Welcome to the second post in BrightPlanet’s three part series that follows completely unformatted, unstructured web pages through the three step process that data follows to be made into actionable intelligence.
- Stage 1 – Harvesting
- Stage 2 (this post) – Normalization / Enrichment
- Stage 3 – Reporting and Analytics
In our last blog posting, we covered the first stage, harvesting. The post talks about how BrightPlanet harvested over 100,000 news articles from the top 50 newspapers using the Deep Web Harvester. In this post we’ll talk about the second stage, normalizing.

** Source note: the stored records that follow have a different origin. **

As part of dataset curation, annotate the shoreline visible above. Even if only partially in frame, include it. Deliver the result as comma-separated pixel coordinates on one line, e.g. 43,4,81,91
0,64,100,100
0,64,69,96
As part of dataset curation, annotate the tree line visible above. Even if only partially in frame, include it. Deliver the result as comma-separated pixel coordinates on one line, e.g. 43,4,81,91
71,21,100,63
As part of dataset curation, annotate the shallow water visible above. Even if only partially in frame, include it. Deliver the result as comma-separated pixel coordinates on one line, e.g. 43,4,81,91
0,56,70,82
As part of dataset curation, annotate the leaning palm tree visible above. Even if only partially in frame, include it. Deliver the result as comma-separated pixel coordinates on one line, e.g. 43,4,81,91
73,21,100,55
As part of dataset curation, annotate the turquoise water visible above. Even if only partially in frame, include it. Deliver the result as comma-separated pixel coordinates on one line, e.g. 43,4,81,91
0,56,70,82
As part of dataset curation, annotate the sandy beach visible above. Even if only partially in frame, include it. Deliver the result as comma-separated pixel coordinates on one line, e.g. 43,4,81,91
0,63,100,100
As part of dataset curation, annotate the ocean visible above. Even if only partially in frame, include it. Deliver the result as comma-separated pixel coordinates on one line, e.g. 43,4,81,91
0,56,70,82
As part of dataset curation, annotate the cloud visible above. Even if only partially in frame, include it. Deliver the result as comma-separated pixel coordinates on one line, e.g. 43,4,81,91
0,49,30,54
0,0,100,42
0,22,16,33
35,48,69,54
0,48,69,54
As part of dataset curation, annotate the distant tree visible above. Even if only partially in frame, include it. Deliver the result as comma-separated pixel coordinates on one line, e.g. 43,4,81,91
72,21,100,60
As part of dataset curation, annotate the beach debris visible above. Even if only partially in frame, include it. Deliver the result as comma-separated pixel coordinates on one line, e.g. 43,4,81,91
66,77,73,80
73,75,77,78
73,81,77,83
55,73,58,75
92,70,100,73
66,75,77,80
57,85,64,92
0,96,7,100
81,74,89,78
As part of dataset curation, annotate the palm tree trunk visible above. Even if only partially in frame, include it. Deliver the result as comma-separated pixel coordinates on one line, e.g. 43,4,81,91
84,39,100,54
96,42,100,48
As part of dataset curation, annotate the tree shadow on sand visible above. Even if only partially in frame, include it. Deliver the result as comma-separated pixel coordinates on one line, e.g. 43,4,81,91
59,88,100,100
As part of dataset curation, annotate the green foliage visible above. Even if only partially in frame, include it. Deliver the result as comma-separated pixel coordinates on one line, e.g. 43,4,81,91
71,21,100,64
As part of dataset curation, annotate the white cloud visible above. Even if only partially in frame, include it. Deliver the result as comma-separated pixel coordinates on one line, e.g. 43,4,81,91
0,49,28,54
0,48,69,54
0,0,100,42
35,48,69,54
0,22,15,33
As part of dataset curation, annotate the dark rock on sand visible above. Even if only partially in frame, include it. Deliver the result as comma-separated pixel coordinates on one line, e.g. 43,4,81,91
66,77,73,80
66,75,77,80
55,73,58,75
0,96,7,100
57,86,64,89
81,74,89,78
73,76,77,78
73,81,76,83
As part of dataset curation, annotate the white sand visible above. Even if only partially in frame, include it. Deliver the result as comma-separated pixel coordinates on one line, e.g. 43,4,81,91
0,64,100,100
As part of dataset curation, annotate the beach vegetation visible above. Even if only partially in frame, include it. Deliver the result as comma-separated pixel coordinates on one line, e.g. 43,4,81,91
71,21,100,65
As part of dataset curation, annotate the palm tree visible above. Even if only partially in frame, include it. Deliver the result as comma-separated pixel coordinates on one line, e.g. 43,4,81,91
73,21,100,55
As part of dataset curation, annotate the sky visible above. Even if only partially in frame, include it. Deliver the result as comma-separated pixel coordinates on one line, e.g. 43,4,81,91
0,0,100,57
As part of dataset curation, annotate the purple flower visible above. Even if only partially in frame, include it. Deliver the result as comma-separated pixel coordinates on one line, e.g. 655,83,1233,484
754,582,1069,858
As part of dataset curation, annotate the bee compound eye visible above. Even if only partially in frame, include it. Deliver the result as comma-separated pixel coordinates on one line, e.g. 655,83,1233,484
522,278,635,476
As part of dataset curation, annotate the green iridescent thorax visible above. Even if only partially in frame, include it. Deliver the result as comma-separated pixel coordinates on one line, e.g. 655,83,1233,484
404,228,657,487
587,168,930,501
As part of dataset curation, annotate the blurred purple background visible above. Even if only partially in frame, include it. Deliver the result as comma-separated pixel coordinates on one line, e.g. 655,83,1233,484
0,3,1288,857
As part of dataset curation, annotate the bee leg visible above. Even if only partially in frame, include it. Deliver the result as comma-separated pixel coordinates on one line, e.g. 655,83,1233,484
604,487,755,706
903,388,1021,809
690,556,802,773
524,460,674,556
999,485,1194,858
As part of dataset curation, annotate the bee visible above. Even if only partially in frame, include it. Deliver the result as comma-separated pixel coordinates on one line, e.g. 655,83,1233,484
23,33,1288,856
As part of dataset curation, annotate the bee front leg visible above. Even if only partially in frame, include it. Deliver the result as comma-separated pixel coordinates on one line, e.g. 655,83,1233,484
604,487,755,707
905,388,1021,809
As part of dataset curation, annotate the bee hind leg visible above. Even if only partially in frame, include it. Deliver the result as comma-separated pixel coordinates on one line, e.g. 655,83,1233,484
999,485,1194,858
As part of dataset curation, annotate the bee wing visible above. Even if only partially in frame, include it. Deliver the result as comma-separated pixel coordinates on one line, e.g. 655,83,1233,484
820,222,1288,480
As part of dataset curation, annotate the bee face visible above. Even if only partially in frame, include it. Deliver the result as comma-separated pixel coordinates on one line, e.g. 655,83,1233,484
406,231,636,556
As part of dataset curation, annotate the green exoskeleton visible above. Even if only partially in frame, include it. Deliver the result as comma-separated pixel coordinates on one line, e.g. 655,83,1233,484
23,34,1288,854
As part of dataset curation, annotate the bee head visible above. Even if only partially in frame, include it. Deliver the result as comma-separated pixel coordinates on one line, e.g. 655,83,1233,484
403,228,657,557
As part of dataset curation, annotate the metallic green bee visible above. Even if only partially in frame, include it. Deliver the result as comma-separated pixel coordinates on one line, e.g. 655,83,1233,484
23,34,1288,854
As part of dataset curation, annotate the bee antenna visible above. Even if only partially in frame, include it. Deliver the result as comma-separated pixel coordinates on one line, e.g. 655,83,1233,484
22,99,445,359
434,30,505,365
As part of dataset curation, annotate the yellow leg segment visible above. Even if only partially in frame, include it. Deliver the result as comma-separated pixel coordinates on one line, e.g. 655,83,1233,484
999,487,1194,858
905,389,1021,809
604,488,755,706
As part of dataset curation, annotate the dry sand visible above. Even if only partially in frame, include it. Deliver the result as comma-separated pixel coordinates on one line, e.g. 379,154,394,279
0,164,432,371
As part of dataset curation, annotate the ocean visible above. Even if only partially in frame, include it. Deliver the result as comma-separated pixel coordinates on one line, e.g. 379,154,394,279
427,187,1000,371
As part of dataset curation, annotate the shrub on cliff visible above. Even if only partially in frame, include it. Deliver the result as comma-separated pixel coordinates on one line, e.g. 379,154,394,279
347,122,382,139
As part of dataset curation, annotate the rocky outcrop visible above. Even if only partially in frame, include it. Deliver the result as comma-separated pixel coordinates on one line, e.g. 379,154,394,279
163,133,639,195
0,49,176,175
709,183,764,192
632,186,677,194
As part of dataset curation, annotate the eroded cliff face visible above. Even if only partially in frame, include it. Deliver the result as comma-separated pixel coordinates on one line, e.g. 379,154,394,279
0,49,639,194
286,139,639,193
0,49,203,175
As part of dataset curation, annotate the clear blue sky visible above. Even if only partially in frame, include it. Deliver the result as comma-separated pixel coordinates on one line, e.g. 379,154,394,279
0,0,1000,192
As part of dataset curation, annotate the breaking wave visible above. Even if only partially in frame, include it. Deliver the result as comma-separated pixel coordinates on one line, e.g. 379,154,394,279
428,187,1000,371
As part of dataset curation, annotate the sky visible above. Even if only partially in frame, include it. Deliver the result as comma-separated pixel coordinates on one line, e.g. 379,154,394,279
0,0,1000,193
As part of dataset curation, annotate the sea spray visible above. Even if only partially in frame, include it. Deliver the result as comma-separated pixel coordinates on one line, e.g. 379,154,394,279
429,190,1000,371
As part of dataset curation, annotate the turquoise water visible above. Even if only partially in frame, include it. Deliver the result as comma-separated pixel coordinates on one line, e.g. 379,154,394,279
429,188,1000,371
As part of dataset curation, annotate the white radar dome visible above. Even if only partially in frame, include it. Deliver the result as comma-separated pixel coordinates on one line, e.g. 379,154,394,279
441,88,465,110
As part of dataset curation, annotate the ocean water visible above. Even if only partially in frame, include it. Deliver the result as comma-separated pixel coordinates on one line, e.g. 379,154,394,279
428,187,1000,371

The Big Data explosion is impossible to ignore. The problem is 90 percent of new data is unstructured, making it challenging for analytics to create intelligence. Most of this unstructured data is hidden from regular web searches in what is called the Deep Web. U.S. intelligence agencies have exploited Big Data from the Deep Web for years; only recently has this technology been available commercially.
WHAT IS OSINT?
In short, Open Source Intelligence (OSINT) is the practice of using the Web to create intelligence. The longer definition of OSINT is an information processing discipline that involves finding, selecting, and acquiring information from publicly available sources and analyzing it to produce actionable intelligence. In the U.S. Intelligence Community (agencies like the DoD), the term “open” refers to overt, publicly available sources, as opposed to covert or classified sources.
Many other “INTs” exist, including HUMINT, which exploits intelligence from humans via communication and interviews; and GEOINT, which is geo-spatial Intelligence gathered from satellites, aerial photography, and mapping/terrain data.